U.S. Senator Lamar Alexander today called for reform of America’s “archaic immigration laws, which are keeping out of the United States the very people who can help raise our incomes.” Noting that the U.S. Citizenship and Immigration Services’ (USCIS) announcement that it received enough H-1B petitions to meet the congressionally mandated cap for fiscal year 2008 in only one day, Alexander said, "Insourcing brainpower is one of the best ways to keep our high standard of living, but instead of encouraging it, we’ve capped it. Instead of trying to keep smart people out, we should staple a green card to the diploma of every foreign student who earns a graduate degree in math, engineering, science, or technology from a U.S. university, and keep all that brainpower here to help us compete in the global economy.” Alexander co-authored last year’s Protecting America's Competitive Edge Act, which included a provision to provide a green card to foreign graduates of U.S. universities achieving a graduate degree in math, engineering, science, or technology.

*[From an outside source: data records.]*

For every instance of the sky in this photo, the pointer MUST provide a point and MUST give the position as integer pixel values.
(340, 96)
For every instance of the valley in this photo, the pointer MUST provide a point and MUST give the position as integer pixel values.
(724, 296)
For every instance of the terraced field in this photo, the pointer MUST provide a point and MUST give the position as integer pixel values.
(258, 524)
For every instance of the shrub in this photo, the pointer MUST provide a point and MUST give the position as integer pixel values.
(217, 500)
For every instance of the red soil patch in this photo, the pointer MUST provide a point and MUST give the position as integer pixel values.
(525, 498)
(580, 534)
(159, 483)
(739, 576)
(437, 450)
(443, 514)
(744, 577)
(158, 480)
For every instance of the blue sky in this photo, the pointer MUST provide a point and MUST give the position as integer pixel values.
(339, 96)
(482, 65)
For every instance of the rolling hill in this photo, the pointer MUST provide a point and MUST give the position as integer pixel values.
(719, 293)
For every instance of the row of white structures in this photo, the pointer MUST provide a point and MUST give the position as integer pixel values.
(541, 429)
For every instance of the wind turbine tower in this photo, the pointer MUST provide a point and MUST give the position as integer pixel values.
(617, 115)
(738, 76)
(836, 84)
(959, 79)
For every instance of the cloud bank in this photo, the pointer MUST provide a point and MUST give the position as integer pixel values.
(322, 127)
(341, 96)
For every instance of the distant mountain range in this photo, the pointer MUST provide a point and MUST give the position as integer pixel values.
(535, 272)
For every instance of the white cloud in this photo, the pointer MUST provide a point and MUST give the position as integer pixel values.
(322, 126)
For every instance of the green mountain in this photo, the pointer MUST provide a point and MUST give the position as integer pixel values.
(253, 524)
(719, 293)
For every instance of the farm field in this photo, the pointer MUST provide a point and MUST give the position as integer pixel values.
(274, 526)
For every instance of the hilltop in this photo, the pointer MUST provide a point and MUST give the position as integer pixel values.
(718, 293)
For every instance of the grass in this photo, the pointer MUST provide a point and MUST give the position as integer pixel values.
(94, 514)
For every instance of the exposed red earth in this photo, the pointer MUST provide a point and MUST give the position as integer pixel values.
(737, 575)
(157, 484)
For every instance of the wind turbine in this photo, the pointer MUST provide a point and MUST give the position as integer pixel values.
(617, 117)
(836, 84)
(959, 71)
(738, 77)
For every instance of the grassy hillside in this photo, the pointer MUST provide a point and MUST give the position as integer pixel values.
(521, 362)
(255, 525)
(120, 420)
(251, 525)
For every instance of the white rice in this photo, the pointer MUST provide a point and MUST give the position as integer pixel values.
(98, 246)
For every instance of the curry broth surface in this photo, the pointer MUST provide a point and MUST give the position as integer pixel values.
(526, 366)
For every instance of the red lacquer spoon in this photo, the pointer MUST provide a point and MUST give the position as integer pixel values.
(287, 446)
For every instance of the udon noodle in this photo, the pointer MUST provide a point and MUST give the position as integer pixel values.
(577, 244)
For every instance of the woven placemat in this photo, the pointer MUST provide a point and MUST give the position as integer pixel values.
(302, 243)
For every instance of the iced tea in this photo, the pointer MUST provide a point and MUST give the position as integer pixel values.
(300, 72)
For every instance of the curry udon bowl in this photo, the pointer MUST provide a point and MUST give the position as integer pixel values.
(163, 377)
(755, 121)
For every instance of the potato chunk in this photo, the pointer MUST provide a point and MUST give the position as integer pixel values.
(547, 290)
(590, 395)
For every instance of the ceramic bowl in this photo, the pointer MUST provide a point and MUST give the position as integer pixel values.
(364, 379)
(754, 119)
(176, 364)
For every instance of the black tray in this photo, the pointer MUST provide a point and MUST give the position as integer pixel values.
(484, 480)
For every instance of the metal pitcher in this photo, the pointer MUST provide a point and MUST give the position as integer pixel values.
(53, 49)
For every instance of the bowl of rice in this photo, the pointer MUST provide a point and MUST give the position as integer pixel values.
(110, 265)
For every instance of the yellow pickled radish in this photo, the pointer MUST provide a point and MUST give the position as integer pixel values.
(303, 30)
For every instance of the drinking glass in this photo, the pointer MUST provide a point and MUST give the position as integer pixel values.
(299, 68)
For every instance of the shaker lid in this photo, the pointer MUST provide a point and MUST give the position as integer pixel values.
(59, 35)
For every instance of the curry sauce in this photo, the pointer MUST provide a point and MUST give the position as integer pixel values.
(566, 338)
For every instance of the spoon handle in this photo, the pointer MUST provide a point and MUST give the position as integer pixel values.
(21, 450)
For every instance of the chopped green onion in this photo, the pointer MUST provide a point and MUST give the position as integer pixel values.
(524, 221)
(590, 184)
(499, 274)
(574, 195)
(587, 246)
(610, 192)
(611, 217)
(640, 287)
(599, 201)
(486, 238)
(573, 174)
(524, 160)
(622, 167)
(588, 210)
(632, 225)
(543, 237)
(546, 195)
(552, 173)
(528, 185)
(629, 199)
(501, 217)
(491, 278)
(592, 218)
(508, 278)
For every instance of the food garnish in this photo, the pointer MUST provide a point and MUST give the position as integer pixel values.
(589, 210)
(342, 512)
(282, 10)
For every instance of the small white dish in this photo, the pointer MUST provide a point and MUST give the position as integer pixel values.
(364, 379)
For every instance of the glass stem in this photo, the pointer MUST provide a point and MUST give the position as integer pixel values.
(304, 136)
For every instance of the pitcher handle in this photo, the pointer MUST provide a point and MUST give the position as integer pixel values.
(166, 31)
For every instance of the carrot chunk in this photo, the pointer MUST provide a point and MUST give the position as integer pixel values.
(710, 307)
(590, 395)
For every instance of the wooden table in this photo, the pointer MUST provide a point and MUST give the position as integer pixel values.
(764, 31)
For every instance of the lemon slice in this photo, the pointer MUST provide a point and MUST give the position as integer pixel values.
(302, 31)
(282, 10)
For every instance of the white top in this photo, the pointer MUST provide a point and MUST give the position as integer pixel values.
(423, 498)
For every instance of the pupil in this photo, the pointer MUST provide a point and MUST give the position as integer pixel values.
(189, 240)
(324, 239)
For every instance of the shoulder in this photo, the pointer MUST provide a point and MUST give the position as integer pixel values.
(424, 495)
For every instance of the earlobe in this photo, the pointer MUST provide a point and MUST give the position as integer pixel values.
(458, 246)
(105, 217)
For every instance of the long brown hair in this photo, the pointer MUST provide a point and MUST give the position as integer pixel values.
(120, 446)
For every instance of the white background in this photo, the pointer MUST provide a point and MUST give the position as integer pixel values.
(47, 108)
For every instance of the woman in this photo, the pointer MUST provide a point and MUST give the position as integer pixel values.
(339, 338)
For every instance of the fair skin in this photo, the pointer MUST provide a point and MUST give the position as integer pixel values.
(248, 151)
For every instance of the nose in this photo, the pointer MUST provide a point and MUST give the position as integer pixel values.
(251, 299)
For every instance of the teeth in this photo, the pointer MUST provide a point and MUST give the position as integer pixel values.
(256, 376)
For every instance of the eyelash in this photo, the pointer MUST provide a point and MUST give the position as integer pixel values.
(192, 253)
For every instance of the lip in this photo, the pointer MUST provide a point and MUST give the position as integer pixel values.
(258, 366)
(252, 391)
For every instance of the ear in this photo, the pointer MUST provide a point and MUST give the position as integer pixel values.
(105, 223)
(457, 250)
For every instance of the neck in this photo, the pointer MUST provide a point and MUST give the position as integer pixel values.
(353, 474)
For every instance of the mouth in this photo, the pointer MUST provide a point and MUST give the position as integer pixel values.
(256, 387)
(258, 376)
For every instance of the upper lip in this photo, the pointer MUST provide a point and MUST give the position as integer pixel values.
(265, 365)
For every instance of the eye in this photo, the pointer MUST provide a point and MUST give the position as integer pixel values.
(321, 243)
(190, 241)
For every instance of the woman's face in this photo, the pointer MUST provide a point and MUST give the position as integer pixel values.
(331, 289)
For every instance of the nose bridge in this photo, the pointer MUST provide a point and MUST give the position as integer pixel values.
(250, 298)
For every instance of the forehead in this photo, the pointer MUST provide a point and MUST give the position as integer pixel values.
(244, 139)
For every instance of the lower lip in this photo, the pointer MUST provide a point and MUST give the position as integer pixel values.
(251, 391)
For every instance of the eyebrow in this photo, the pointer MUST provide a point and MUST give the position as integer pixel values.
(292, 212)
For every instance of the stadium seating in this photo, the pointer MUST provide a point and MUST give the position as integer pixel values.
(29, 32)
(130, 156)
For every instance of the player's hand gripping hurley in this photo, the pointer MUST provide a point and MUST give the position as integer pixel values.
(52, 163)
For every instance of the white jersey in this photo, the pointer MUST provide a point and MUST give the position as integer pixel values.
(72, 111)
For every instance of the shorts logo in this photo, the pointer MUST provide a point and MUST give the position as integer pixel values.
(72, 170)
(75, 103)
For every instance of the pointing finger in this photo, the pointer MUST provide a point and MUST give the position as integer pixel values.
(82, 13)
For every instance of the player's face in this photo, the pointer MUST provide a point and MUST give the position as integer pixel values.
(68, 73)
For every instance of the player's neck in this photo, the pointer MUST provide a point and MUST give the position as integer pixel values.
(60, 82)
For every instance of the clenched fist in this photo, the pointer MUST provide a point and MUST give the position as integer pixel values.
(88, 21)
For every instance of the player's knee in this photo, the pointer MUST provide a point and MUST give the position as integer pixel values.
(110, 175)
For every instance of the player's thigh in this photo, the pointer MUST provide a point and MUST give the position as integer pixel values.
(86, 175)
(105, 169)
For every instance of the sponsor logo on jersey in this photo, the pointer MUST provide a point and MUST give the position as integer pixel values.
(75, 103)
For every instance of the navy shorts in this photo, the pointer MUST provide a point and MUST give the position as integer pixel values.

The provision, which was recommended by in the National Academies' study "Rising Above the Gathering Storm," was also included in the immigration reform legislation which passed the Senate last year. The provision would provide a 1-year automatic visa extension to international students who receive doctorates or master’s degrees in science, technology, engineering, mathematics (STEM), or other fields of national need at qualified U.S. institutions to remain in the United States to seek employment. If these students are offered jobs by U.S.-based employers within one year and pass a security screening test, they would be provided automatic work permits and expedited residence status. If not, their visas would expire.